Although Austin’s business community is unhappy with the city’s anti-free market meddling, it prefers to battle the measures selectively in the state legislature, and the courts, rather than by fielding an opponent to Casar or his leftist colleagues. That is because the city’s progressive voters enthusiastically support such socially-conscious “reforms”—in 2016, Hillary Clinton carried Travis County by nearly 40 percentage points–and the single-member districts allow council members to pander to the racial, ethnic, and socio-economic profile of their respective fiefdoms. (In a move that now seems profoundly misguided, the local Republican Party supported the campaign to amend the city charter to eliminate at-large voting, thinking the move would temper the council. Precisely the opposite has occurred.)

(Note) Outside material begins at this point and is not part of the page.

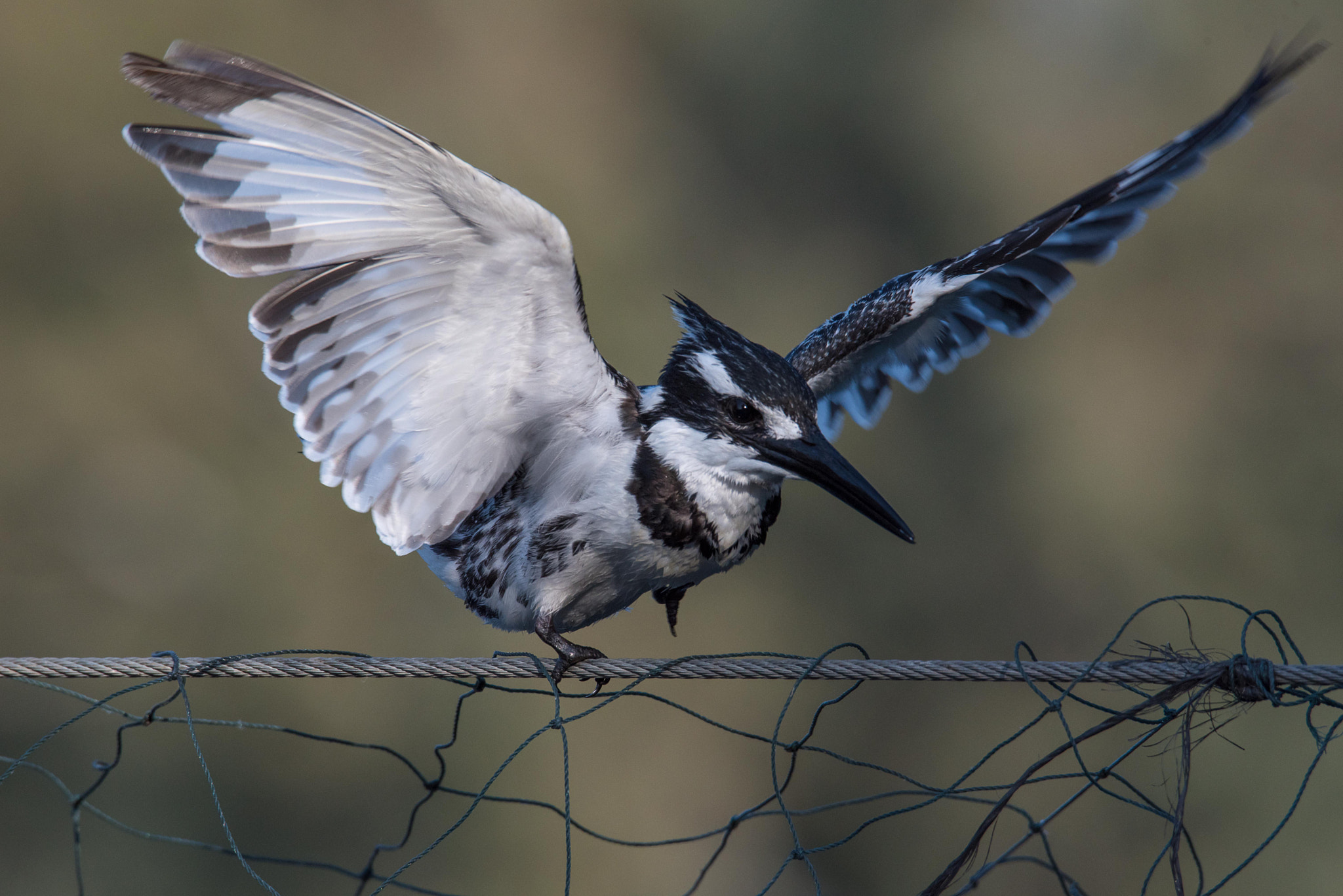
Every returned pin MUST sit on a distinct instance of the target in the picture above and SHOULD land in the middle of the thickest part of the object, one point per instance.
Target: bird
(433, 345)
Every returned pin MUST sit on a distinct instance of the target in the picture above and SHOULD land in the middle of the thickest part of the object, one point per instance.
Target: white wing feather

Casar’s latest crusade is the most controversial yet. Earlier this month, he successfully urged his colleagues on the city council unanimously to adopt resolutions declaring Austin to be the state’s first “freedom city.” The resolutions instruct the police department to evade the provisions of SB4, the anti-sanctuary law which requires law enforcement officers to question offenders about their immigration status, by also informing suspects that they need not answer the immigration questions. Immigrant rights activists despise SB4, denouncing it as racist. Casar was a vocal opponent of the bill, going so far as getting arrested in 2017 for staging a sit-in at the governor’s office to protest its passage. The resolution defiantly thumbs the city’s nose at SB4.

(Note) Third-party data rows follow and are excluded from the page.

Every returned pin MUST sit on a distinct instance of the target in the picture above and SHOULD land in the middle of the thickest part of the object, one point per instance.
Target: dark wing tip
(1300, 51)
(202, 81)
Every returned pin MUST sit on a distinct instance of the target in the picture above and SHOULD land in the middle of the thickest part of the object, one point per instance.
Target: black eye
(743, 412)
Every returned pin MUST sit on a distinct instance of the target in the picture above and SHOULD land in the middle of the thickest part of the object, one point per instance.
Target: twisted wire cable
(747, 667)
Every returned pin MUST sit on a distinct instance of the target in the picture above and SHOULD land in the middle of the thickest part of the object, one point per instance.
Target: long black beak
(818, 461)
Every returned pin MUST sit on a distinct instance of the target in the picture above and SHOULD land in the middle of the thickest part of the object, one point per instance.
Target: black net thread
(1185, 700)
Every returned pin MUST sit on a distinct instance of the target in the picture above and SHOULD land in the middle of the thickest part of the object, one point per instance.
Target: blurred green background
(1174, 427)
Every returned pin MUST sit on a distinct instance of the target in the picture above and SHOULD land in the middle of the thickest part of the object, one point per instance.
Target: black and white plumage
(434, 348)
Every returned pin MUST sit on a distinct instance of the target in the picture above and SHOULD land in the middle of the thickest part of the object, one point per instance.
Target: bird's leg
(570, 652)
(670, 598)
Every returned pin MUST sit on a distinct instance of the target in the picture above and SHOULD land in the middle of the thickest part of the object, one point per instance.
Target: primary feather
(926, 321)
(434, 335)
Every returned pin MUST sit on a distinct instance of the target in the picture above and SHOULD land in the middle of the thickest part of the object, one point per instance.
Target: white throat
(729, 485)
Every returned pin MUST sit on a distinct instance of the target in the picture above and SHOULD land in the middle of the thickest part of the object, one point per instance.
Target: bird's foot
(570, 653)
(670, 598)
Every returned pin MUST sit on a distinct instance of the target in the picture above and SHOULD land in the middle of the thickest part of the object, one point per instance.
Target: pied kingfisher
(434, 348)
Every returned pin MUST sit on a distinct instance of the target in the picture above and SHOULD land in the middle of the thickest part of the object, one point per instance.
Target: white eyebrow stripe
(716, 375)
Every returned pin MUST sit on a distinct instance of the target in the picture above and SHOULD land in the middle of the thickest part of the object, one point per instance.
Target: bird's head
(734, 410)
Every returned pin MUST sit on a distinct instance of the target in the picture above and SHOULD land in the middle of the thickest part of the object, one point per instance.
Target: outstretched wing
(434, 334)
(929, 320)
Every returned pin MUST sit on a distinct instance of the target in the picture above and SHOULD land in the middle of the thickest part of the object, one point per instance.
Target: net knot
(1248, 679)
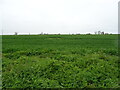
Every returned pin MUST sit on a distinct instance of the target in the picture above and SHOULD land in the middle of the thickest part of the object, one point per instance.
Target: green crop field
(60, 61)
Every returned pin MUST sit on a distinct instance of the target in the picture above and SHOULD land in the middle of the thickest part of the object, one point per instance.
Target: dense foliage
(60, 61)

The resolutions further direct police officers to avoid arrests for certain non-violent misdemeanors, including those for smoking marijuana in public, having drug paraphernalia, driving without a license, and taking part in petty thefts. The rationale for effectively de-criminalizing such offenses, Casar explained, is that “Poor people of color in our city are over-punished and over-incarcerated. If people are being arrested less, we can also prevent people from being put in the deportation pipeline.”  Ignoring data showing that blacks and Hispanics are responsible for committing a disproportionate amount of certain crimes, Casar blamed the high percentage of minorities arrested on police racism. The solution is to let criminals break the law without fear of arrest (the police are still allowed to issue citations).

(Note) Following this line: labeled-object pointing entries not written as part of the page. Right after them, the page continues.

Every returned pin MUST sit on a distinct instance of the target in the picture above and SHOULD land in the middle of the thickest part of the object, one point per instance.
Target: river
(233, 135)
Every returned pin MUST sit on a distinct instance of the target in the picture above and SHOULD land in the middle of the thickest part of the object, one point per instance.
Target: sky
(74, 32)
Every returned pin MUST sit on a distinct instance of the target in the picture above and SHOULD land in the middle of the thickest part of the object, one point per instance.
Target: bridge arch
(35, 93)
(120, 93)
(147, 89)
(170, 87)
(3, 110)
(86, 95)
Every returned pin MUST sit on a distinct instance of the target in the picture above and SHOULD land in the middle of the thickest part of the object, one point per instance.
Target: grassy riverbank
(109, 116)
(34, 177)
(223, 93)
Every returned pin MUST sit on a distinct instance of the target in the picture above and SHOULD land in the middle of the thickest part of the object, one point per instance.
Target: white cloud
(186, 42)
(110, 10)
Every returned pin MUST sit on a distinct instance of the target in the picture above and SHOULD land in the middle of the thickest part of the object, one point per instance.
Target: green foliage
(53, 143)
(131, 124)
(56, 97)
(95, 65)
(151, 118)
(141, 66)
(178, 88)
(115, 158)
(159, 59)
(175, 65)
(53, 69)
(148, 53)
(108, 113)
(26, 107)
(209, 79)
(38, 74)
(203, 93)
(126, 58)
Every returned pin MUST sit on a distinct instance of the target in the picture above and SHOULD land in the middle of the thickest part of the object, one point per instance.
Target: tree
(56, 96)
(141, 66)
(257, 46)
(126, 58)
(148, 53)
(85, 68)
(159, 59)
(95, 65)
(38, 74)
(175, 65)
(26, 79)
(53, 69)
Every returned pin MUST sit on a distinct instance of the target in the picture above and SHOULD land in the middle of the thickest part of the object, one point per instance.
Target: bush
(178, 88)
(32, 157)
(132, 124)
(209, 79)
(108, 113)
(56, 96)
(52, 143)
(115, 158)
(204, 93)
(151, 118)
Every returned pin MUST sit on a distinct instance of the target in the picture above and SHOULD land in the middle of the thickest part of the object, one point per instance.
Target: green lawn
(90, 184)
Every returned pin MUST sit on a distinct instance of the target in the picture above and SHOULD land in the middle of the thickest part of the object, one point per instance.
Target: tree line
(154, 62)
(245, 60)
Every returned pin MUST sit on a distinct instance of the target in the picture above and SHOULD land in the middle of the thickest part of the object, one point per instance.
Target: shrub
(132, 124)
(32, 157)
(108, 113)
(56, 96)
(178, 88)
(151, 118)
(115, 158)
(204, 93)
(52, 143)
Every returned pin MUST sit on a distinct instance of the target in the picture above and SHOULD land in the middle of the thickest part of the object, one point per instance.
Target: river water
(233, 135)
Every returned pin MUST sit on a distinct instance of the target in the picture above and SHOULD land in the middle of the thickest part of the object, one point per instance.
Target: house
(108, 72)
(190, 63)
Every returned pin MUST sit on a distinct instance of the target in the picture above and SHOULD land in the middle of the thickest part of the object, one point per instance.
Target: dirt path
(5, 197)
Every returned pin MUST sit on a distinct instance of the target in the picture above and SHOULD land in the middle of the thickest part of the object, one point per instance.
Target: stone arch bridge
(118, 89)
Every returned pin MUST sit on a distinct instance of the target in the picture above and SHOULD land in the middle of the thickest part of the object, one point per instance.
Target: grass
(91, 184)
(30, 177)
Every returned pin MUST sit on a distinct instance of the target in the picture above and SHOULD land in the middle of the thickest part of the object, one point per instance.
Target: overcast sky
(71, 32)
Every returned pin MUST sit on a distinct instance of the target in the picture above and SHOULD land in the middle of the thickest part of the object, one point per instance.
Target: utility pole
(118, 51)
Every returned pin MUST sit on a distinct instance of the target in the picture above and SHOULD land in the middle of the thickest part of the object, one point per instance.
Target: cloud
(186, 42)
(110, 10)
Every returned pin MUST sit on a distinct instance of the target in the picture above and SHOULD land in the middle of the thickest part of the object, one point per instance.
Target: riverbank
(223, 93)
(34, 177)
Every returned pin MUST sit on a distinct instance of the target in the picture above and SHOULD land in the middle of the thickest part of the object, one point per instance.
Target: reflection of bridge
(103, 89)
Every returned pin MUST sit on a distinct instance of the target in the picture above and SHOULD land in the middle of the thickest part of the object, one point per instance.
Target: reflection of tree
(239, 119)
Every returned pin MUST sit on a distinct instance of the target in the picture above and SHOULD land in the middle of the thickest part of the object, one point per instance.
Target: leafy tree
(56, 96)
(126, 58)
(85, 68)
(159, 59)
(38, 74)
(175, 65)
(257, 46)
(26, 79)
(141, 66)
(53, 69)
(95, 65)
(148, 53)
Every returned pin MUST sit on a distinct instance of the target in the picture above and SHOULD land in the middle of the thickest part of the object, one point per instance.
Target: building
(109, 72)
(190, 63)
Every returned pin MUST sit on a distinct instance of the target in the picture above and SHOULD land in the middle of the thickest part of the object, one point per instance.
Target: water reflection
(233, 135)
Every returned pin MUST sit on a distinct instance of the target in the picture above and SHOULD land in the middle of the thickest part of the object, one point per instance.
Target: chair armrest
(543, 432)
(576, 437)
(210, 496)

Austin’s declaration of a moratorium on arrests for “low-level” criminal offenses ignores the lessons of “broken windows” policing. As City Journal has documented at length, “small crimes of disorder, left unchecked, lead to more serious crime.” Under mayor Rudi Giuliani and police commissioner William Bratton, the rampant crime and urban chaos prevalent in New York City in the 1980s were curbed in large part by focusing on so-called quality-of -life offenses that had turned the Big Apple’s public spaces into the equivalent of Dante’s Inferno: “minor” crimes such as graffiti, petty theft, public drug use, aggressive panhandling, vagrancy, and the like. By foolishly hamstringing police officers’ ability to make arrests for such crimes, the Austin city council virtually assures a deterioration of the quality of its much-vaunted downtown district. Public order makes urban life possible. How will the virtue-signaling hipsters react when Austin’s beloved 6th Street morphs into the seedy Times Square of yore?

We shall surely find out.

P.S. Is anyone in the Republican-controlled state legislature paying attention to Austin’s attempt to sabotage the Texas Miracle? What is the position of the Governor, who has publicly rebuked efforts to “California-ize” the Lone Star State? Greg Casar and his socialist colleagues on the Austin City Council are trying to bolshevize Texas!